The Celsi coat of arms - 'D'azzurro, alla banda d'oro accostata da due cotisse del medesimo accompagnate da 6 D in carattere gotico pure del medesimo'

The House of Celsi was a patrician family in Venice. Its most notable members were doge Lorenzo Celsi and soldier Bartolomeo Celsi.

Traditionally held to have originated in Ravenna, the family is first documented in 1122 with Vitale Celsi's mention in a pact between the Baresi and Domenico Michiel. Paolo Celsi was one of those who elected doge Orio Mastropiero in 1178, whilst in 1202 Pietro Celsi commanded the gallies in Enrico Dandolo's reconquest of Zara. Nicolò Celsi was recorded as Procurator of Saint Mark in 1268 and as having died in 1277.
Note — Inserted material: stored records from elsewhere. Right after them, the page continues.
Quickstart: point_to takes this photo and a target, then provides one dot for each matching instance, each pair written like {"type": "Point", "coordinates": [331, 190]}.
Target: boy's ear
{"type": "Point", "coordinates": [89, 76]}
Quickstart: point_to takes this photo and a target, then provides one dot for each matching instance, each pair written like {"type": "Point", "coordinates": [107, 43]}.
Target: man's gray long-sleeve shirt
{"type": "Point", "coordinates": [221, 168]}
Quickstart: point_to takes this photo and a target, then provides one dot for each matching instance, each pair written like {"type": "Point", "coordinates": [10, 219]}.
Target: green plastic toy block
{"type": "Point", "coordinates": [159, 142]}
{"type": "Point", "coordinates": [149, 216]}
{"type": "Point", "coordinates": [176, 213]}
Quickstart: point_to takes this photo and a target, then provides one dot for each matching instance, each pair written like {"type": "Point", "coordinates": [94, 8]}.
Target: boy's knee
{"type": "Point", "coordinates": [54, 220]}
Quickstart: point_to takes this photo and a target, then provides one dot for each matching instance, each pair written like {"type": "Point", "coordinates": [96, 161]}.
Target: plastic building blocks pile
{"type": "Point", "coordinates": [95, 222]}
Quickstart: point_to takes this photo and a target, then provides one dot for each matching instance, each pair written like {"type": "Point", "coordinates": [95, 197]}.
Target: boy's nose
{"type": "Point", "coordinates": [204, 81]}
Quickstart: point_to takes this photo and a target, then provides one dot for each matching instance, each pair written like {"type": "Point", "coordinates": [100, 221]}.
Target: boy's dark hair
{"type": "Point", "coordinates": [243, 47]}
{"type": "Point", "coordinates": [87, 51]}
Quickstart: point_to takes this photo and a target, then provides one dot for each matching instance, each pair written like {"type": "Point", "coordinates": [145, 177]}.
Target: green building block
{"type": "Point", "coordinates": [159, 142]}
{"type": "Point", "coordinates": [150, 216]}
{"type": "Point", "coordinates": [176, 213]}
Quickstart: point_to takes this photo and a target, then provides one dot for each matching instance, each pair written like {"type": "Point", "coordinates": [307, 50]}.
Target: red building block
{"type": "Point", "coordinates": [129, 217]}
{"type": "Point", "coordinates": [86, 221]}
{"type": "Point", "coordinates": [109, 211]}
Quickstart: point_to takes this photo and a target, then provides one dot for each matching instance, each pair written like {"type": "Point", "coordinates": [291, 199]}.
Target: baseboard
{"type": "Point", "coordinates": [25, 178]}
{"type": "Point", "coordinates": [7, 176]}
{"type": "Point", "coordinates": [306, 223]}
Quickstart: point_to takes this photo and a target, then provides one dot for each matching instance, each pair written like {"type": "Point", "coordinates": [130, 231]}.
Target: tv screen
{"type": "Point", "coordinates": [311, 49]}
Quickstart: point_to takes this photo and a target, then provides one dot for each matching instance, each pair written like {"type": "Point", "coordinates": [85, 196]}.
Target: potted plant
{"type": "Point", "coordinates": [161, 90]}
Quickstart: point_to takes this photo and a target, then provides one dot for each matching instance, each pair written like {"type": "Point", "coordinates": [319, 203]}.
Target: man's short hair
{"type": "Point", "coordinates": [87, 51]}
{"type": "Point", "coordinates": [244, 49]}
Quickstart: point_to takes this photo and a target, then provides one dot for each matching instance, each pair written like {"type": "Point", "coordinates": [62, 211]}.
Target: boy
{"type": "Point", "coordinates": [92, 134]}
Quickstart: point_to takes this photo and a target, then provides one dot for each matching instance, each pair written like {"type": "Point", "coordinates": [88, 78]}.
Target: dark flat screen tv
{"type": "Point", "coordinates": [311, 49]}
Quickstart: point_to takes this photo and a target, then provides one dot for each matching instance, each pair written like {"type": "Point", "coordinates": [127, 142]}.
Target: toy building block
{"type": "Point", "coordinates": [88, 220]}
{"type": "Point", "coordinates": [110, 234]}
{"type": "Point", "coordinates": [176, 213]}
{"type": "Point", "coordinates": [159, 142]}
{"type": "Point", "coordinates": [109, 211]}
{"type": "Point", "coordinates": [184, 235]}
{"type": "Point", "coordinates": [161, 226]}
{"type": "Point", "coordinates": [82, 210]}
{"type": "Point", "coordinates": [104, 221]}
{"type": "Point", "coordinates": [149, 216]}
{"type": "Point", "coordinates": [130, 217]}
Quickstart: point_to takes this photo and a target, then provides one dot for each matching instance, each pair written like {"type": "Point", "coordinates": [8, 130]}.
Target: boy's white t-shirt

Few or no other members of the family played a part in Venetian public life and Lorenzo Celsi's election as doge in 1351 after a bright political and military career was unexpected. Lorenzo arranged for his father Marco to be made a Procurator of Saint Mark in 1363. The family's public role declined again after that dogeship, although the brothers Giacomo, Giovanni and Bartolomeo fought in the military operations leading up to the Battle of Lepanto (1571). Other members of the family went on to administrative roles, such as Marcantonio Celsi, count and captain of Sebenico (1708) and then supervisor of Veglia (1714), and Marino, supervisor of Salò (1708). The family line went extinct on the death of Francesco Maria Celsi in 1789.